The pandemic has changed our lives in a lot of aspects. Summer vacation ideas turned into Staying Indoors, with no live socialization, meeting up with your friends and even just the occasional stroll outside being banned, one thing that didn’t get disrupted is having to attend classes, and work, but from home. With millions of new downloads, Zoom quickly became the talk of the town. But now it’s for different, rather unpleasant reasons.
When you upscale something, you also upscale most of its vulnerabilities too. That’s exactly what happened with Zoom. It had all the security issues that we are talking about out loud today, but there were not enough people using it to complain about it loud enough for the world to hear. Now that Classrooms have turned into Group Video Calls, and Round Table Conferences are a thing of the past and you now attend them from your breakfast table, Zoom’s user base has expanded far and wide, enough to bring out the elephant in the room – its security issues.
In the era where data is the most sought after resource and the seekers don’t mind to use means that aren’t necessarily considered fair-play, Zoom has become the latest subject to come under the eye of scrutiny.

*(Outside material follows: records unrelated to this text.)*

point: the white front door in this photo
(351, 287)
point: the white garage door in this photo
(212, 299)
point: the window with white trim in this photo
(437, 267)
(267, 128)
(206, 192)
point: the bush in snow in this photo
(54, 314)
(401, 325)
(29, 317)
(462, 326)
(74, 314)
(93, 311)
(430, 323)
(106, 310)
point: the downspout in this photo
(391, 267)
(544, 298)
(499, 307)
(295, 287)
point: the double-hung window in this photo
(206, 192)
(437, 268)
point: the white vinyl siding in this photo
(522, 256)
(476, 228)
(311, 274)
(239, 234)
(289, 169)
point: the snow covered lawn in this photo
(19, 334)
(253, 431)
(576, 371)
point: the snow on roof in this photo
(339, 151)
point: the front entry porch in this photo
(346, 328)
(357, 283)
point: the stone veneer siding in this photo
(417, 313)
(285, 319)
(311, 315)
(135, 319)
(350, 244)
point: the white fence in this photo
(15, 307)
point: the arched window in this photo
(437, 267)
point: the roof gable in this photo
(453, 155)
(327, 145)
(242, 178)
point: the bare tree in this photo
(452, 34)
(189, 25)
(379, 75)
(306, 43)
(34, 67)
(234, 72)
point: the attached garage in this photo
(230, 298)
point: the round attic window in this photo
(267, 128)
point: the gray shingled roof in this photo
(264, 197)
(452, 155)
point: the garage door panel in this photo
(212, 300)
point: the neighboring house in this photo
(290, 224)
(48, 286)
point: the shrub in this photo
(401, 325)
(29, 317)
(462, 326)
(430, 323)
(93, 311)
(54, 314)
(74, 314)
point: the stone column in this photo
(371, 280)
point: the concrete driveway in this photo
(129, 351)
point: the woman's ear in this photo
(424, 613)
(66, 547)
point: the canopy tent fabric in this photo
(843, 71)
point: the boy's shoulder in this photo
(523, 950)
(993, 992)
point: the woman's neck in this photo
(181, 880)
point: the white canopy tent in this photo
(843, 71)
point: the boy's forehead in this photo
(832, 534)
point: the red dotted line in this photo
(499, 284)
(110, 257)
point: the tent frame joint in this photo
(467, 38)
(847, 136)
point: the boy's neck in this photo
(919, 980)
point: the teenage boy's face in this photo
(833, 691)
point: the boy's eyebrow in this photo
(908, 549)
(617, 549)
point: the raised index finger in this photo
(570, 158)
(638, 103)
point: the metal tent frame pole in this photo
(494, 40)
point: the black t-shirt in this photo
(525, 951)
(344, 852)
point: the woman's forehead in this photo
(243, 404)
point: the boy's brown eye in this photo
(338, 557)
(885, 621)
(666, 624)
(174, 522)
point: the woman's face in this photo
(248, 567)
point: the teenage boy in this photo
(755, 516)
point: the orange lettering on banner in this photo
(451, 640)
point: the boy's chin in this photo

With issues ranging from something as simple as being unable to keep a meeting restricted to a closed group of people, to IP addresses being sold on the dark web, there’s a lot that’s going on.
We are dividing these into three categories based on decreasing the intensity of the threat.
Your data in the hands of hackers!
It’s been proven that by using a method called Credential Stuffing, hackers can easily get into any meeting, at times random ones. Once they do so, your meeting is at the mercy of their creative will. From recording your meetings to sell confidential information to recording your webcam feed, geolocation, phone number, email IDs, whiteboard data and the files shared, or just vandalizing your business meeting – you can be the prey to any of this and there’s not much you can do once your data is collected and is on sale on the dark web.
Zoom exploits are also being sold on the dark web for tens of thousands of dollars and it can say only one thing – There is enough interest out there to exploit the risk factor. Also, did you know that zoom meeting are not end to end encrypted! This means a person with malicious intent doesn’t necessarily have to get into your meeting to steal your precious data!
Your data in the hands of Zoom
Zoom, just like any other company collects data from its users. Much like a few of those companies, they also share your data with their advertisers and what’s not very pleasant to come to know that the data they collect ranges from your Personal details in your Zoom account, your geolocation and your usage data to your cloud recordings and the files you share on the app, screen shares, IM texts within the app, and not just that but also video transcripts of your meetings.
This data is stored off at their servers and as far as the news has covered, neither are they secured with good enough encryption. Even otherwise, so much data at one spot is a beehive for hackers.
Your meetings at the mercy of ZoomBombers
This has become a huge issue of late in classrooms but that doesn’t mean other meetings are safe from ZoomBombers either. Unauthorized users joining a meeting, spamming the call with annoying annotations, disturbing audio and webcam feed has become the favorite pastime of pranksters ever since the use of zoom increased by a whopping 67% with the Coronavirus lockdown all around the world.
While this might seem like a rather harmless prank, the potential security threats that this might pose are as severe as a hacker joining in as anyone can sabotage the confidentiality of your meeting. Securing your meeting with a password can only make it so much more secure but not entirely if it’s a classroom.
The Ministry of Home Affairs through its Cyber Coordination Centre (CyCord) declared that Zoom is an unsafe platform to conduct any sort of meetings, while other countries and several organizations have taken stricter measures to curb the use of zoom. We will compile a list of ways to increase the security of your zoom conferences for those who have no other option but to continue using zoom but if you are a professional, we’d suggest against it.
We have a new article which explores a more secure, more flexible and completely free video conferencing solution called Jitsi. You can build yourself massively scalable multiparty video conferencing solution.
Sorry, but this to me appears as a lot of hand waving could be a problem/was a problem, nothing about the latest attempts by zoom to fix issues. (Did they do a good job?) The “We will compile a list of ways to increase security…” should be available *now* not sometime in the future. Nor is there any comparison to the other services. Is zoom normal or really bad compared to everything else? I am a zoom user, I have no interest in them except their system is *much* easier to use for the non-technical folks I have had to deal with lately.
Thank you very much for the input, it helps me a lot to improvise on this.
I’m currently working on the compilation and I’ll make a note to add comparison about the other services too. As for how bad it might be for your use case, you are less likely to be a target of an attack but the risk of data that’s collected being stored in an insecure location still has its weightage. For that I’d suggest you use Google Duo, I believe that doesn’t have said security concerns while being fairly user friendly.